Making shelter medicine happen: Kiska Icard, San Jose Animal Care & Services

Posted: July 10th, 2026 Author: KSMP

Photo of Kiska standing in front of a map of San Jose holding a senior chihuahua

Meet Kiska Icard, Division Manager at San Jose Animal Care & Services. Kiska completed the Shelter Care Specialist (SCS) Welfare Track Certification. In shelters and communities big and small, access to care depends on supported teams. If you’re ready to strengthen skills in medical care; animal behavior, training, and enrichment; population management; and operational decision-making, check out upcoming SCS sessions offered at no cost, #ThanksToMaddie!

Describe your role in three words.

Manager, Mentor, Metrics-Specialist

What particular challenge or goal at your shelter made you choose the Shelter Care Specialist Certification Program?

City of San Jose has the largest animal intake in Northern California. In 2024, we were in a position where we WAY over capacity. At the end of June 2024, we had approximately 800 animals in our shelter. Today we are at approximately 500, and are working steadily to decrease the length of stay for all our shelter pets.

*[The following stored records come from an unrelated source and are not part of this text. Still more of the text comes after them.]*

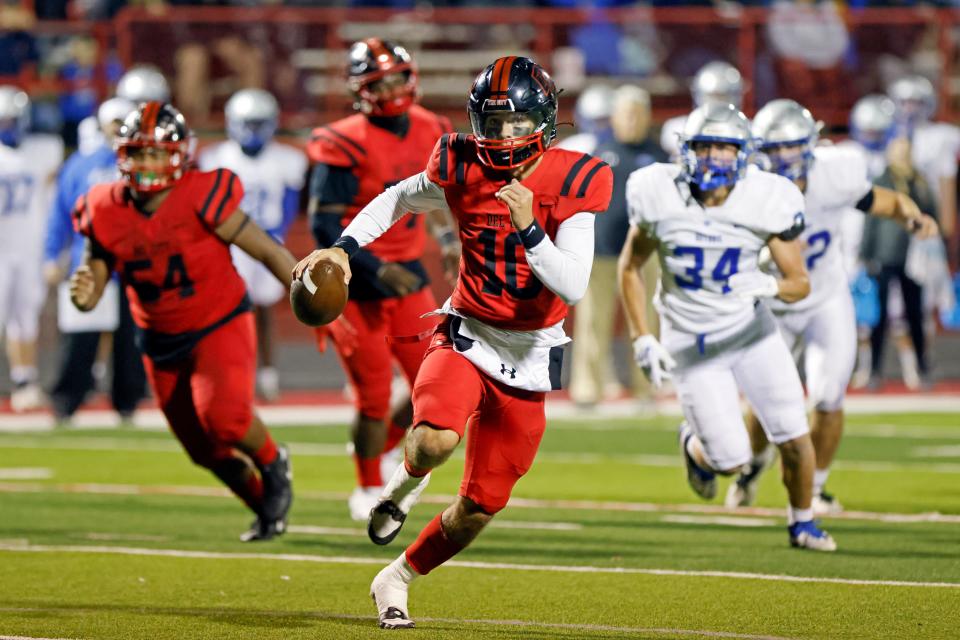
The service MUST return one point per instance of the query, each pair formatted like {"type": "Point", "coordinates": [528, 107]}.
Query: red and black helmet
{"type": "Point", "coordinates": [518, 89]}
{"type": "Point", "coordinates": [371, 60]}
{"type": "Point", "coordinates": [153, 125]}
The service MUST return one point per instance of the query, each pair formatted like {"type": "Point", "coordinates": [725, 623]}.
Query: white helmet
{"type": "Point", "coordinates": [872, 120]}
{"type": "Point", "coordinates": [14, 115]}
{"type": "Point", "coordinates": [594, 107]}
{"type": "Point", "coordinates": [715, 122]}
{"type": "Point", "coordinates": [144, 83]}
{"type": "Point", "coordinates": [786, 123]}
{"type": "Point", "coordinates": [252, 116]}
{"type": "Point", "coordinates": [717, 81]}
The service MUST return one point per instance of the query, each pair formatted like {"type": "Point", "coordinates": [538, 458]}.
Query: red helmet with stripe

Because of the Shelter Care Specialist Program, our shelter now performs daily population rounds. The San Jose Animal Care staff believes that it is making a positive difference in the lives of our shelter pets. The population rounds enable us to track daily how the animals are doing in their kennels, and we’ve also received reports that some animals are doing better in the shelter because of these continuous efforts.

What is one thing about your shelter’s efforts to make shelter medicine happen that you are proud of?

We have recently started an official “Finder” program for dogs, and underage kittens. We’re doing basic vaccines on all these animals, so when they do come to the shelter, they have some basic immunity.

What webinar do you wish everyone would watch?

Daily population rounds videos from the Shelter Care Specialist Certification Program.

What resource do you share most often with your team?

Behavior Care Packages that address the kennel stresses we most often encounter at the shelter: barrier reactivity, dog-dog overarousal (without aggression), leash reactivity (mild/moderate), and rowdy adolescent behavior. These have helped our behavior team not only identify dogs with behaviors that could prolong their length of stay, but it also gives the team tools. These packages provide easy and low-cost support for dogs that are very easy to implement.

Who’s an animal that’s been important in your life, and how did they get their name or nickname?

Baloo—a Tibetan Mastiff and my first giant dog who was a custody case from San Francisco ACC. Baloo spent over five months in the shelter. His nickname was Boo-Boo Kitty, as he had a cat-like demeanor packaged in a 150-pound shaggy body.

What’s your go-to snack, beverage, or team ritual for a busy workday?

Cucumber salad—it’s something that almost everybody loves and it’s healthy and refreshing.

What inspires you?

Baking. I am a volunteer baker for an organization called “Cake4kids” and we bake and deliver birthday cakes for children who would not otherwise get a birthday treat. The case workers are so grateful when we deliver the cakes to them, and I am really inspired by all the volunteers’ creativity. I think it’s very healthy to have a hobby that’s outside of animal welfare.

What’s a moment from this work that reminds you why you do it?

I recently fostered a crunchy old blind chihuahua who wasn’t doing well at the shelter and wasn’t receiving any rescue commitment. Someone from Las Vegas saw her on our website and wanted to adopt her based on my photos and write-up. The adopter flew up from Vegas to San Jose. I met the woman at the airport, and completed her adoption there. She has the most wonderful life now and I often get updates of little Halmoeni (which means grandmother in Korean).

Finish this sentence: Shelter medicine is…

Science-based compassion. We have a robust Return-to-Field Program. I’m always amazed by our community’s level of concern for the cats in their neighborhoods, and equally impressed with how our shelter medicine prioritizes these cat’s well-being. Shelter medicine ensures the community cats who come to us are sterilized, given basic care when they are sick or injured, and provided with a compassionate ending when they are irremediably suffering. Shelter medicine is the quiet hero here.